§ Order of the Day for the Third Reading read.
§ Moved, "That the Bill be now read 3a."—(The Viscount Enfield.)
25§ LORD BRAMWELLsaid, he wished to raise a last, and he feared an unavailing, protest against a measure which was wholly unjust in principle, and the proceedings in which had been of a most unusual character. The Bill was grossly unjust, and would cause much misery. It altered the Private Acts of eight different Water Companies supplying the Metropolis. It altered the private bargains which those Companies had made with the public, and the Bill was in reality a Private Bill, and would have been so treated if the Companies had themselves proposed alterations of a like character. And the alteration in those Acts would operate to the grievous loss of the Companies and their shareholders, many of whom depended wholly for their maintenance on the dividends received on their shares. The income of these poor people would be diminished by one-fifth. There had been no complaints of the Water Companies; and no Petitions, except from Vestries which did not understand the question, and would be glad to reduce the income of Water Companies as low as possible, had been presented in favour of the Bill. The Companies would be obliged to charge on assessments as to which they had no voice. Everybody else was entitled to appeal against an assessment; but in consequence of the time at which that Bill would be passed it would be too late to appeal, and the Companies would be subjected to this gross injustice for the next five years. If this Bill had been referred in the proper way to a Select Committee, witnesses would have been examined and the subject properly thrashed out. But that course was not followed, and this great wrong was to be perpetrated. The Water Companies had done their best, and it was a very remarkable fact that out of their 700,000 customers they had only had 50 complaints settled by the magistrates, and that all those cases except two were settled in favour of the Companies. As he had said, the Bill would work a grievous amount of injustice, and he could not believe their Lordships could understand its injurious and unfair effect. He begged to oppose the Motion.
§ LORD TRUROsaid, he deeply admired the courage and persistency of the noble and learned Lord (Lord Bramwell) in fighting the battle of the Water Companies as he had done, although it 26 was ad misericordiam; but he must call the noble and learned Lord's attention to the fact that, while doing so, he had wholly ignored the extortion in the shape of exorbitant overcharge practised by those Companies for a great number of years. He (Lord Truro) would impress upon their Lordships that there was great necessity that the Bill should pass.

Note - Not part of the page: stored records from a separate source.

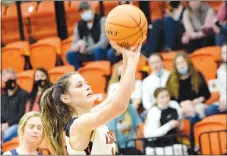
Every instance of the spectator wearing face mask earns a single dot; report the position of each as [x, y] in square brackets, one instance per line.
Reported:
[221, 79]
[188, 87]
[221, 36]
[156, 79]
[164, 118]
[90, 40]
[199, 21]
[166, 33]
[13, 105]
[40, 84]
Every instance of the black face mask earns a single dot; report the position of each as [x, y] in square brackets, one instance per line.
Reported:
[11, 84]
[174, 4]
[40, 83]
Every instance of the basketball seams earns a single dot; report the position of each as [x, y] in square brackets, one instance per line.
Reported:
[140, 29]
[140, 34]
[119, 25]
[138, 25]
[136, 19]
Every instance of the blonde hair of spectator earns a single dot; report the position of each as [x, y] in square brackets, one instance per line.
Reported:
[173, 82]
[8, 70]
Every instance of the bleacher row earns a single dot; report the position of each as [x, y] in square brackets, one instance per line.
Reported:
[39, 22]
[48, 52]
[210, 135]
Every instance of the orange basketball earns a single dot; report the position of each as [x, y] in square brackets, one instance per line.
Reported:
[126, 25]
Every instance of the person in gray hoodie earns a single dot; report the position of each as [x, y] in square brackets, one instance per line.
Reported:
[90, 40]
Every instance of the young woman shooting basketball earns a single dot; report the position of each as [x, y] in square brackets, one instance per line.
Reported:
[67, 107]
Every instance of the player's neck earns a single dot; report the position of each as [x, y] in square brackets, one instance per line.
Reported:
[79, 112]
[27, 149]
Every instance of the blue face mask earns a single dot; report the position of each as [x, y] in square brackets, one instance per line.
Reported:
[183, 71]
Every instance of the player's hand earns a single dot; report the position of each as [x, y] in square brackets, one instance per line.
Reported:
[174, 123]
[132, 53]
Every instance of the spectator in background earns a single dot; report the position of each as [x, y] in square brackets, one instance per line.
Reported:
[41, 82]
[124, 127]
[188, 86]
[115, 82]
[166, 33]
[30, 135]
[199, 22]
[13, 105]
[90, 40]
[164, 118]
[156, 79]
[221, 37]
[222, 78]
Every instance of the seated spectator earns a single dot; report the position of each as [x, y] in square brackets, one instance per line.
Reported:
[115, 82]
[30, 135]
[199, 22]
[13, 105]
[156, 79]
[90, 40]
[40, 84]
[221, 37]
[124, 127]
[166, 33]
[188, 86]
[164, 118]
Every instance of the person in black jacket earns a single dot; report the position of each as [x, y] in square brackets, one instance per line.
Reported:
[90, 40]
[13, 105]
[40, 84]
[188, 87]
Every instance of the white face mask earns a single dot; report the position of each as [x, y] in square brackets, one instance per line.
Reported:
[89, 25]
[87, 15]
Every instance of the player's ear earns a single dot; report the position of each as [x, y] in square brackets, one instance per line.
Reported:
[65, 98]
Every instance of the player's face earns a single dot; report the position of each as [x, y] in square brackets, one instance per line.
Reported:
[163, 99]
[33, 130]
[156, 63]
[80, 92]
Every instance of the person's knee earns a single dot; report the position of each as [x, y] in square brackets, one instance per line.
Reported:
[10, 133]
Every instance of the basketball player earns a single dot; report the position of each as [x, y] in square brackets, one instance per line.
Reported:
[67, 106]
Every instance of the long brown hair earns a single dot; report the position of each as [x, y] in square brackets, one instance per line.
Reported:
[55, 114]
[173, 82]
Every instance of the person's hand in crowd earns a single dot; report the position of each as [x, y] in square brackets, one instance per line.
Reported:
[223, 105]
[185, 38]
[188, 108]
[5, 126]
[181, 125]
[198, 100]
[174, 123]
[136, 103]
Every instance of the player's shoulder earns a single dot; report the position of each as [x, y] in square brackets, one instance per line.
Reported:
[7, 153]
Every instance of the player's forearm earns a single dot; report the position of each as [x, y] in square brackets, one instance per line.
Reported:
[127, 85]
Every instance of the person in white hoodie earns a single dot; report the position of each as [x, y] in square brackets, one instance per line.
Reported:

VISCOUNT ENFIELDsaid, his noble and learned Friend (Lord Bramwell) had used such strong terms in regard to this Bill that he must recall their Lordships' attention to the history of the measure. It was before the other House of Parliament for four months, and the third reading was passed without opposition.
§ LORD BRAMWELL,interposing, said, that the Bill certainly did not pass without opposition.

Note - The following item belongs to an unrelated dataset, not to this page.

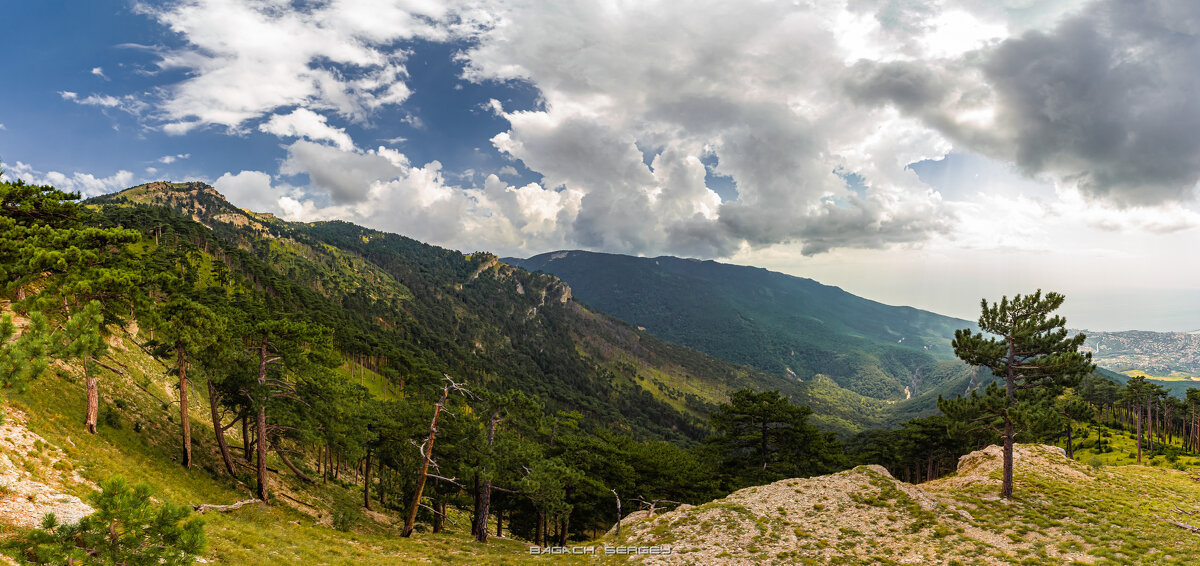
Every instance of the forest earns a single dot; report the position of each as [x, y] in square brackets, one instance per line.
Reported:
[432, 383]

VISCOUNT ENFIELDsaid, he thought he was correct in saying that the third reading was passed without opposition. It was true, however, that there was an important division in Committee, on the question whether the Bill should be treated as a Public Bill or not. When it came to that House, the noble Earl who presided over their Lordships' Committees (the Earl of Redesdale) did not treat it as a private measure, and consequently it came before them as a Public Bill. After having been read the second time without a division, it was referred to an impartial Committee, who heard an able representative of the Water Companies, and reported the Bill without Amendment to the House. He hoped it would be passed.
§ LORD FITZGERALDsaid, that his noble and learned Friend (Lord Bramwell) and the noble Earl on the Cross Benches (the Earl of Wemyss) had reiterated the arguments against this Bill several times over, and had asked their Lordships to reverse their previous decisions. For himself, he could not understand such a course of action. What had been advanced on behalf of the Water Companies only went to show that for years they had been taking too much. What his noble and learned Friend denounced as spoliation was this—No person being appointed to make a valuation under the Act of 1847, the Water Companies made valuations for themselves, and on that footing they continued to charge until a case was 27 brought forward by a gentleman named Dobbs. Then it was decided by their Lordships' House, in an eloquent and conclusive judgment, delivered by his noble and learned Friend, that annual value meant net annual value. This Bill was a consequence of that judgment.
§ LORD BRAMWELLsaid, he wished to entirely deny the assertion that the judgment in the Dobbs case had anything at all to do with this matter.
§ On Question? agreed to: Bill read 3a accordingly, and passed.